Through the support of The Sprout Fund’s Educational Technology Refinery Grant, Montour is conducting a study with Yannier. This study is designed to discover if second graders learn early physics principles better when interactively predicting and observing experimental comparisons on a physical earthquake simulation—rather than when seeing a video of the same.

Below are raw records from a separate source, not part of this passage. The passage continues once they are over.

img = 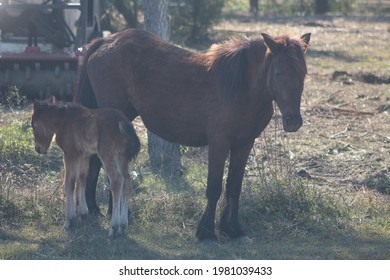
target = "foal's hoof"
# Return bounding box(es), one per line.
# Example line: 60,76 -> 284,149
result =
63,218 -> 76,231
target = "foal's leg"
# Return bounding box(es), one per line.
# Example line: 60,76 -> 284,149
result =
119,171 -> 133,232
85,155 -> 102,214
196,142 -> 229,240
220,141 -> 253,238
108,172 -> 124,237
64,155 -> 76,230
76,156 -> 89,219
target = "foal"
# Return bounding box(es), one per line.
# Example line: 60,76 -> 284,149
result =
31,97 -> 140,236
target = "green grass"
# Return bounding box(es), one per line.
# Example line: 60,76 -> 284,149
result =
0,112 -> 390,259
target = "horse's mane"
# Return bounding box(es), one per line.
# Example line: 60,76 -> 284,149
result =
39,101 -> 84,110
205,35 -> 307,100
205,36 -> 255,100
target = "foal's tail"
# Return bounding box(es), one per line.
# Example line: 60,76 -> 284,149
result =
119,121 -> 141,160
73,38 -> 104,109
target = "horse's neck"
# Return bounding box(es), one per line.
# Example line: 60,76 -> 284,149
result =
47,109 -> 66,134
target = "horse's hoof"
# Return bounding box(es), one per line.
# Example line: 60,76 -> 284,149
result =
108,226 -> 122,238
80,213 -> 88,222
236,235 -> 253,244
196,227 -> 218,242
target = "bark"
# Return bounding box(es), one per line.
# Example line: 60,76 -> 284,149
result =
142,0 -> 182,178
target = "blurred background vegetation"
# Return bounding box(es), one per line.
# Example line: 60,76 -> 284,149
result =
101,0 -> 390,45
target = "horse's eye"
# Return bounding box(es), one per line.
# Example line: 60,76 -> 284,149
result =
275,69 -> 283,77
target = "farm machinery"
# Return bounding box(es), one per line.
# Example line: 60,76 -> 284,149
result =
0,0 -> 101,100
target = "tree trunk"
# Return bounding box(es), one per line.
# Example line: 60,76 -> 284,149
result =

But how does this help teachers? Let’s consider another example. Students in Tina Frank’s College High School (CHS) Chemistry course participated in a Chemistry Virtual Lab that showed significant learning gains. The research study consisted of online activities designed to help students apply chemistry knowledge in authentic contexts. At the end of the two-week study, a detailed report (analyzed student by student) assessing different skill levels was provided. Thus, the report enabled Ms. Frank to modify classroom instruction based on which topics students found challenging—or had already mastered.

 

Acquiring New Data While Piloting New Math Technologies

Science wasn’t the only space where new forms of data—and subsequent instructional implications—came out of these partnerships. In another study at Montour’s David E. Williams Middle School, students in Dana Rongaus’ 5th grade classroom helped pilot a software called the Fraction Tutor. Students had to collaborate with a partner in order to learn the fraction skills involving operations (addition and subtraction), as well as comparing fractions, finding the least common denominator (LCD), and finding equivalent fractions.

While students were working on the Fraction Tutor, the researchers captured streamed webcam data of the students’ work, their facial expressions, and their audio. Their “conceptual fraction knowledge” scores (being able to identify other students’ errors) increased from a 30% to a 98%. “It was the collaboration component that I enjoyed the most, as I heard rich conversations taking place with partners, as well as the implementation of problem solving strategies,” said Ms. Rongaus.

 

Why All This Effort for a Partnership?

In the course of normal teaching, a classroom teacher will try different things in what is essentially an experiment. But through this partnership between university researchers and public school educators, we are able to formalize the research, validate the results, and make it a more integral part of teacher PD. After all, Montour teachers have action research projects (what ASCD describes as teachers experimenting in the classroom) linked to Montour’s evaluation process, so as more Montour teachers become interested in incorporating research, the CMU LearnLab will be available to the district for consultations.

But at the end of the day, this isn’t just about Montour. This collaboration can be a model for other district/university partnerships, as well. “Our experience partnering with Montour school district has been amazing. We have introduced educational technologies that have been validated by cutting edge research to numerous classrooms, ranging from fifth grade math to high school chemistry,” shares Dr. Ran Liu, post-doc fellow at CMU. “The CMU LearnLab at Montour partnership is paving the way to closing the gap between edtech research and classroom use.”

Teachers shouldn’t have to engage experiment alone. Researchers shouldn’t have to make assumptions about the classroom. Why not try out a partnership in your own district—and close that gap?

 

(Justin Aglio served as a teacher, principal, and is now the Director of Innovation at Montour School District in Pennsylvania. Dr. John Stamper of Carnegie Mellon University contributed to this article.)